Understanding the process
The .github/workflows
and scripts
folder contain the files that facilitate this process. The rest of the repository represents the model code itself. The .github/workflows
folder contains the yml files that define the GitHub workflows and the scripts
folder includes the files that are ran by the steps in the workflow. The scripts
files are what use the trainML SDK to provision resources on the trainML platform.
run-model-training.yml
This file defines the GitHub Workflow. The contents are the following:
name: Run Model Training
on: [push]
jobs:
Create-Training-Job:
if: ${{ github.ref == 'refs/heads/master' }}
runs-on: ubuntu-latest
steps:
- uses: actions/checkout@v2
- name: Set up Python
uses: actions/setup-python@v2
with:
python-version: 3.8
- name: Install Dependencies
run: |
python -m pip install --upgrade pip
pip install trainml
- name: Create Training Job
run: python scripts/run_training.py
env:
TRAINML_USER: ${{ secrets.TRAINML_USER }}
TRAINML_KEY: ${{ secrets.TRAINML_KEY }}
This file directs GitHub to run this workflow when a change is pushed to the repository. The workflow consists of a single job called Create-Training-Job
that will only run if the push is to the master
branch. This job has 4 steps. The first pulls the repository and checks out the commit, the next two setup the environment and install the dependencies, and the last runs the run_training.py
script from the scripts
folder. The last step uses GitHub Secrets to make the trainML API Keys available as environment variables. By using these exact environment variable names, the trainML SDK will use them implicitly for authentication.
run_training.py
This file gets called as the last step in the GitHub Workflow and actually creates the training job for the commit that activated the workflow. The contents are the following:
from trainml import TrainML
import asyncio
import os
trainml_client = TrainML()
async def create_job(build_serial):
print(build_serial)
job = await trainml_client.jobs.create(
name=f"Git Automated Training - {build_serial}",
type="training",
gpu_type="RTX 2080 Ti",
gpu_count=1,
disk_size=10,
worker_commands=[
f"git checkout {build_serial} && python main.py --epochs 2 --batch-size 64 --arch resnet50 $TRAINML_DATA_PATH 2>&1 | tee train.log"
],
data=dict(
datasets=[dict(id="ImageNet", type="public")],
output_type="trainml",
),
model=dict(
source_type="git",
source_uri=f"{os.environ.get('GITHUB_SERVER_URL')}/{os.environ.get('GITHUB_REPOSITORY')}.git",
),
)
return job
if __name__ == "__main__":
job = asyncio.run(create_job(os.environ.get("GITHUB_SHA")))
## Job information should be saved in a persistent datastore to pull for status and verify completion
print(job)
The create_job
function creates a new job with the name Git Automated Training - {build_serial}
where the build_serial
is available as the GITHUB_SHA
environment variable.
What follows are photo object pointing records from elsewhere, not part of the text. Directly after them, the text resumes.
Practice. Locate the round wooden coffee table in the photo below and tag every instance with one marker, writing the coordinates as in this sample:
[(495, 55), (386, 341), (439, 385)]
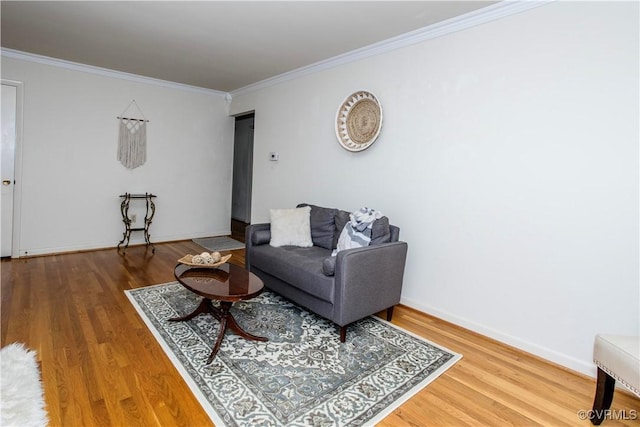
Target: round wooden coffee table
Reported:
[(227, 284)]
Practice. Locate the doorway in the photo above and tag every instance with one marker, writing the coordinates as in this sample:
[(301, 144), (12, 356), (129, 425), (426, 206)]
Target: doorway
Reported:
[(242, 175), (11, 120)]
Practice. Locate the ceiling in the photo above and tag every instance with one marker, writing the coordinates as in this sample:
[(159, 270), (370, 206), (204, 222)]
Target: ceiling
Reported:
[(219, 45)]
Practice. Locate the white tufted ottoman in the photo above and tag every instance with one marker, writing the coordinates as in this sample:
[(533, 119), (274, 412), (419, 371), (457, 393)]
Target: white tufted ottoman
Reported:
[(618, 359)]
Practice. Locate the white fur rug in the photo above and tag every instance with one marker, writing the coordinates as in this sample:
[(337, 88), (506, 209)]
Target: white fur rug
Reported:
[(21, 395)]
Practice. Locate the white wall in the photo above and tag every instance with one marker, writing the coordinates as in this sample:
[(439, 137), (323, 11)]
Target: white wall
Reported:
[(508, 157), (71, 177)]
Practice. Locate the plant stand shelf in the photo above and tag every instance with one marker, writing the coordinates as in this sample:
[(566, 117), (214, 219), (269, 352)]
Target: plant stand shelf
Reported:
[(126, 219)]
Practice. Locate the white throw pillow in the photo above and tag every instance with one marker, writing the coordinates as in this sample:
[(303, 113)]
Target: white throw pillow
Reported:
[(291, 227)]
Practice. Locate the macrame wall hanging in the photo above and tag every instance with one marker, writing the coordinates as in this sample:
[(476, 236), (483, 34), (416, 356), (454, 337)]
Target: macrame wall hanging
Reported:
[(132, 140)]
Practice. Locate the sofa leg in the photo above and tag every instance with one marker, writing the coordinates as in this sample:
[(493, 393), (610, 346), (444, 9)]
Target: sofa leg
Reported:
[(605, 386), (389, 313)]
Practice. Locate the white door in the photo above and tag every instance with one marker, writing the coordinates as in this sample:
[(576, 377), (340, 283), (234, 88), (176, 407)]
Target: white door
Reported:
[(8, 119)]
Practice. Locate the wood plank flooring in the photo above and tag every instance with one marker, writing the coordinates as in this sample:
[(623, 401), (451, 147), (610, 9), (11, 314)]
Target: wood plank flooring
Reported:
[(102, 367)]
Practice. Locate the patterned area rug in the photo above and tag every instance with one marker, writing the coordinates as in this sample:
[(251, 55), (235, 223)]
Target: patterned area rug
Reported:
[(220, 243), (303, 375)]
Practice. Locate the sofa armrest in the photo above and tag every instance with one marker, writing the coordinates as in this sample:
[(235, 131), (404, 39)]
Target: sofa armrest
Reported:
[(368, 280), (255, 235)]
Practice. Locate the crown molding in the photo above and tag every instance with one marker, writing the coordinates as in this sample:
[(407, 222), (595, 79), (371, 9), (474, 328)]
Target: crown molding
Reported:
[(478, 17), (32, 57)]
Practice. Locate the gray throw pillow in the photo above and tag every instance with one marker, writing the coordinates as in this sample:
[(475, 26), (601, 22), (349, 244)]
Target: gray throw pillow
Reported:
[(380, 231), (323, 227)]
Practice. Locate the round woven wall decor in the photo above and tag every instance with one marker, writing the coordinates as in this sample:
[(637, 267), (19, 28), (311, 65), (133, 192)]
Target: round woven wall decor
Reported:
[(358, 121)]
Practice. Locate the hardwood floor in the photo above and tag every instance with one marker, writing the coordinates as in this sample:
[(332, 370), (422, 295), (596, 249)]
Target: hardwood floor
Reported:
[(102, 367)]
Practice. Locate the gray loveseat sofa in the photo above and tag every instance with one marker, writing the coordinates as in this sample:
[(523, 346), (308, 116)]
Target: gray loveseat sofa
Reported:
[(354, 284)]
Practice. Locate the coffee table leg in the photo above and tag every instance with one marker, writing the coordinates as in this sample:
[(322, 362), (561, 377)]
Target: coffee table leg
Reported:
[(227, 321), (204, 307), (216, 347)]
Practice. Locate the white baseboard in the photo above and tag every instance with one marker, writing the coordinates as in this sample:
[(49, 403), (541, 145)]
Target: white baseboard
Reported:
[(569, 362), (137, 239)]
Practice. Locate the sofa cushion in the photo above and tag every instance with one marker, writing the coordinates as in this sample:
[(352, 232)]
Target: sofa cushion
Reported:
[(261, 237), (329, 266), (323, 226), (299, 267), (380, 231), (291, 227)]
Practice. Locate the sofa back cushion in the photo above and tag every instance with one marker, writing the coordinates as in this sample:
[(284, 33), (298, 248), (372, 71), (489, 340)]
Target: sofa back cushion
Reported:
[(323, 226)]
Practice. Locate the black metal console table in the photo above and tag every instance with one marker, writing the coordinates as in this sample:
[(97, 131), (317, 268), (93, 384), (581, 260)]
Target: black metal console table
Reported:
[(148, 217)]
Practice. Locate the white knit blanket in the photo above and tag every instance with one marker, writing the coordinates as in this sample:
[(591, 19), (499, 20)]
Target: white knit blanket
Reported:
[(357, 232)]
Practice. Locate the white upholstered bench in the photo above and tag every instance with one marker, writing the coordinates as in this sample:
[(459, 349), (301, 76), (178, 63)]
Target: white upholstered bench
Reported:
[(618, 359)]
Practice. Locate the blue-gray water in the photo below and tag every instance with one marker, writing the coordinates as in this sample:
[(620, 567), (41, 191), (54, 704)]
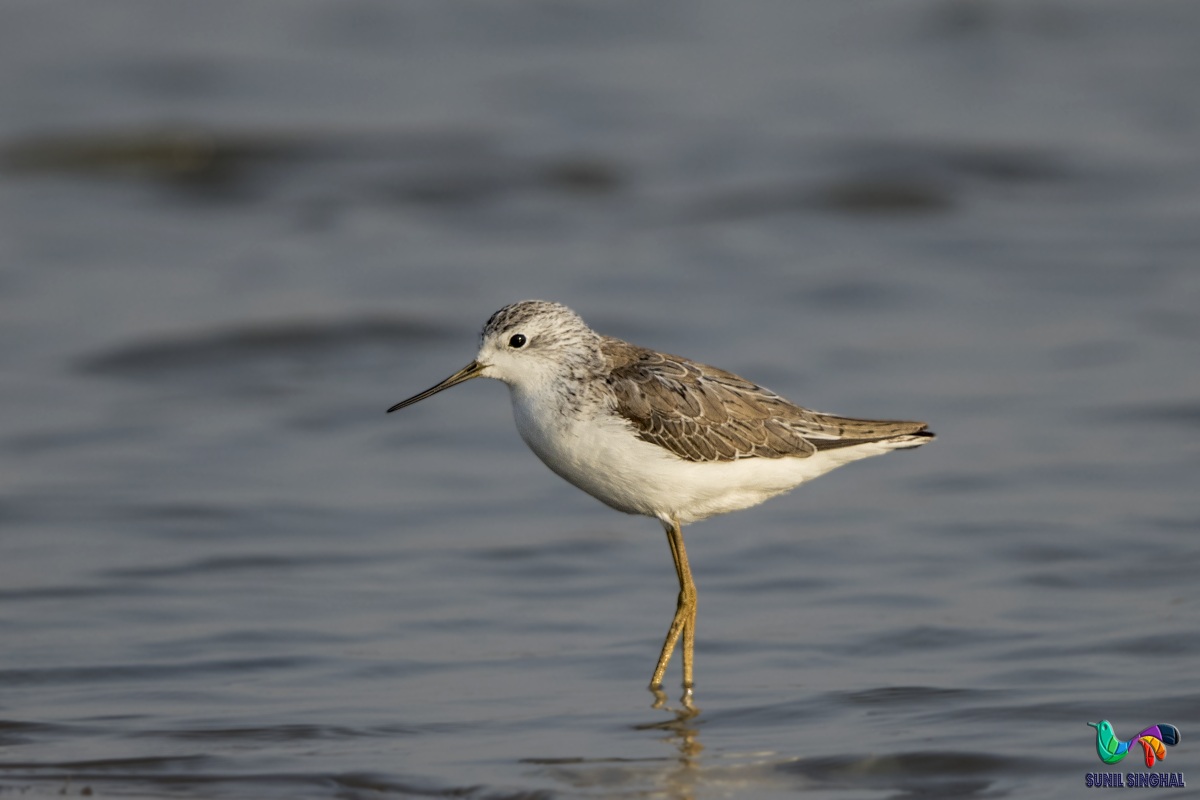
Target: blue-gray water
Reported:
[(232, 234)]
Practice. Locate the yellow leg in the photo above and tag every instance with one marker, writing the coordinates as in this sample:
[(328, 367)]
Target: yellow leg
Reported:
[(684, 621)]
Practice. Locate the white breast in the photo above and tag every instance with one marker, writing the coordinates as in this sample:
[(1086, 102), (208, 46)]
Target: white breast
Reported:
[(603, 456)]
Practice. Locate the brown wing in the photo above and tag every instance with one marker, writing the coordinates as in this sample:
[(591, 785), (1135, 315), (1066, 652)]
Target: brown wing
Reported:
[(701, 413)]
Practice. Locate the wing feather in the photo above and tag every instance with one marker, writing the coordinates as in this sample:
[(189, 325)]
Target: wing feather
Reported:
[(705, 414)]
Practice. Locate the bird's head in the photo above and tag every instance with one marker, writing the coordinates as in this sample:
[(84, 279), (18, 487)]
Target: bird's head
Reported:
[(526, 344)]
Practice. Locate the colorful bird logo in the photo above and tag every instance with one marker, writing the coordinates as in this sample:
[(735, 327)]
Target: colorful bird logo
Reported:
[(1152, 740)]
The worker command explicitly checks out this specific commit that is creating the training job to avoid a race condition between job creation and new commits being pushed to the master. The rest of the command simply runs the model training code with the desired parameters.
Since the purpose of this process is to evaluate the training results of new model code updates, this file hard codes the dataset (in this case, to ImageNet) so that all commits will be trained on the same data. The model definition is specified using boiler-plate code that automatically sets it as the git repository that is calling this workflow.
Because the output_type
is set to trainML
the results of this training run will be saved as a trainML Model with the job name prefixed by Job -
, so the model name will also include the build serial.